The Queer Psychoanalysis Society

Posts Tagged ‘Gay Marriage’

Constitutionality of Recent SCOTUS Decisions — DOMA and Voting Rights

In Instinct for Research, LGBT, Politics, Uncategorized on July 25, 2013 at 12:00 am

Neon Supreme Court

by Matthew Nelson

(This article originally appeared on As It Ought To Be)

The Supreme Court has been getting a lot of attention lately. With the deluge of end-of-term decisions over, it seems everyone is taking turns surveying the damage. But while most commentators ask “helping-or-hurting” questions – How big of a setback was the Prop 8 ruling for marriage traditionalists? Did racism win the day at the University of Texas? – I want to draw attention to a different set of questions raised by two of the year’s biggest decisions. These decisions, on gay marriage and voting rights respectively, offer an excellent opportunity to revisit our government’s famed system of “checks and balances” and ask just what we expect the various branches to do to get along.

In United States v. Windsor, the Court struck down a provision of the Defense of Marriage Act (DOMA) that prevented even already-married same-sex couples from receiving the benefits of a federally acknowledged marriage. It did so because it found that the law violated the so-called “due process clause” of the Fifth Amendment.  So far, so good – this much accords well with our ordinary conception of how the federal government works – the legislature enacts laws, and the judiciary reviews their constitutionality. But in order to get to a place where they could even rule on DOMA’s constitutionality, the Court first had to answer a strange procedural question – was there even a real case to decide?

The problem was that the two sides seemed to agree on the correct ruling. Both the plaintiff, Edith Windsor, and the defendant, the U.S. Government (as represented by its Executive Branch), agreed that the law was unconstitutional. Accordingly, Ms. Windsor ought to be entitled to a refund of more than $350,000 in taxes that she was forced to pay on the estate of her deceased spouse, Thea Spyer, because under DOMA her same-sex marriage did not qualify her for surviving-spouse tax exemption. This led Justice Scalia, in oral arguments, to ask why the case had made it to the Supreme Court at all. What made it different from a debt-related lawsuit where the debtor agrees he owes money but just refuses to pay? In that case, there is no case – the debtor owes the money, no questions asked.

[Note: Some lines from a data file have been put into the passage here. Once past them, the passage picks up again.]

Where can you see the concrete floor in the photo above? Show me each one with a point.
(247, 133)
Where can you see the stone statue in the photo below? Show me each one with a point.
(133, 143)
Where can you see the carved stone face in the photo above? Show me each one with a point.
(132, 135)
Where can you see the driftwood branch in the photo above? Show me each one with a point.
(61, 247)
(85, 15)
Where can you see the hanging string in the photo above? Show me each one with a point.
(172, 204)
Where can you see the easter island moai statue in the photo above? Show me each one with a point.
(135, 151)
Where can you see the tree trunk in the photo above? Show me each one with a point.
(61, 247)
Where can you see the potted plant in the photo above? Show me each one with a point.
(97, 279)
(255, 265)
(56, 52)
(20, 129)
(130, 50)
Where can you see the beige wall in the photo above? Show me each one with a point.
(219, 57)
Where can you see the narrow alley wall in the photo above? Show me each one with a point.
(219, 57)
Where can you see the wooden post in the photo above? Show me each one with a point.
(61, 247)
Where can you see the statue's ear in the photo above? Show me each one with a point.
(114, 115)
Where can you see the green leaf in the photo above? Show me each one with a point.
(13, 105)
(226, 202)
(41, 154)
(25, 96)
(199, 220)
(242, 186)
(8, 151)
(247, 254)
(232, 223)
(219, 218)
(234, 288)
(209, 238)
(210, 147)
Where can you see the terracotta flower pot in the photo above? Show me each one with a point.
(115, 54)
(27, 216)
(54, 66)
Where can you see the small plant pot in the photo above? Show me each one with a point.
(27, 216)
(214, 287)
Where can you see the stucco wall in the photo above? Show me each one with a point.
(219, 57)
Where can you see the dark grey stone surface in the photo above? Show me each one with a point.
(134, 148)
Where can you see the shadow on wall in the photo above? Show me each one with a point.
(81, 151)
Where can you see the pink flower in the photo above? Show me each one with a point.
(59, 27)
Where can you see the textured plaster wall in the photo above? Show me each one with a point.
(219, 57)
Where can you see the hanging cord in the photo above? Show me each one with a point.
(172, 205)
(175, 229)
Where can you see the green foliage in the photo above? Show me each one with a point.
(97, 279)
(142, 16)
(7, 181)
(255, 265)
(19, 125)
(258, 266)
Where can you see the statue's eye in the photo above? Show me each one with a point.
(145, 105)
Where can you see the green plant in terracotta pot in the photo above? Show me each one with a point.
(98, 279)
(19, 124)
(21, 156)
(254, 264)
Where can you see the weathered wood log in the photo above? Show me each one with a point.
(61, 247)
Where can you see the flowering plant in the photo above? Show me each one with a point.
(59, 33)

But the Executive Branch disagreed…kind of. Although they refused to defend DOMA’s constitutionality, they insisted on enforcing it and requested that the Court continue with the case as if everything were normal. However, because the Executive refused to defend the law, the Bipartisan Legal Advisory Group from the House of Representatives had to step in instead. Their representative, Paul Clement, pointed out that this convoluted scheme had already led at the District Court level to “the most anomalous motion to dismiss in the history of litigation: A motion to dismiss, filed by the United States, asking the district court not to dismiss the case.” Justice Kennedy noted that that is enough to “give you intellectual whiplash.” Indeed.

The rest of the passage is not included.